Kitty tells it how it is on her recent trip to Europe for the SIRHA and ISM food shows. (Broken down into three parts/posts for easier reading...)
Kitty says: Hi! I know that blogs are supposed to be sound bites, but I wanted to paint the color of the work we do into these tales. So this is long and opinionated, but with it I am trying to reflect the real environment we participate in rather than sanitized pabulum from a P.R. firm.
January 24, 2013
Food shows are always a forced march… but a stimulating forced march. They are exhausting, there is no stopping, no going back, no relief, and your feet are in rebellion the whole time. But as our participation in the Fancy Food Show has proved to us, shows provide an incredible way to connect with customers, tell them what’s new and discuss specific aspects of their business with them—all the things that cannot be transmitted in the who, what, why, where and when format of an e-mail. Participation in shows in Europe has that same importance for an importer. Which is why Kitty (me) and Linda Sikorski from the Pasta Shop were in Lyon, France, at the Sirha and then off to the sweets ISM show in Cologne, Germany: to see what’s new and make those connections.
Here is my blow-by-blow of both shows, with a little travelogue thrown in for good measure.
January 25, 2013
The SIRHA is a show I have always wanted to attend. It was started by Paul Bocuse to highlight the best of France, and is all about restaurants and ingredients. It includes important events and competitions like the Bocuse d’Or and other competitions about pastry, bread, and so on. Even cheese presentations are done in a theater in “Chopped” format! It is a chef’s dream, located in the culinary capital of France.
We arrived in Lyon without too much drama, checked into our cool (in ambience and temperature) apartment, showered, took a 45-minute nap and then… off to the races! We had a dinner date with Jean-Michael Leblanc, general manager of Huilerie J. Leblanc, the first producer imported at K.L.Keller. Fatigue does not matter when you’ve got stuff to do and limited time.

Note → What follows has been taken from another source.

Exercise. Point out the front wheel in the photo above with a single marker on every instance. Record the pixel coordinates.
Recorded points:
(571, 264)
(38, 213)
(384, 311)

Because we had requested a ”small dinner” (meaning we had just arrived, wanted to see them but were probably not up to extravagance), we went to a charming neighborhood bistro to break bread and chat. It has always seemed to me that there is a formula to this type of meal: they’re a little like a date. First, get reacquainted, talk about business in the abstract (“last year was great,” etc.) eat, talk about kids, family, health and then, ever so gently, talk about business in the specific. My grandmother had a country saying that when you are asking for something difficult, it is better to ask in person, because it is tougher to say no face to face. And that is what we did: We ask for some stuff that was way out of the box! I have a couple of interesting new projects that I think will work in the U.S. market, so we discussed them, reached some tentative agreements and had a wonderful time. Then slept like we were dead… the best sleeping pill is jet-lag!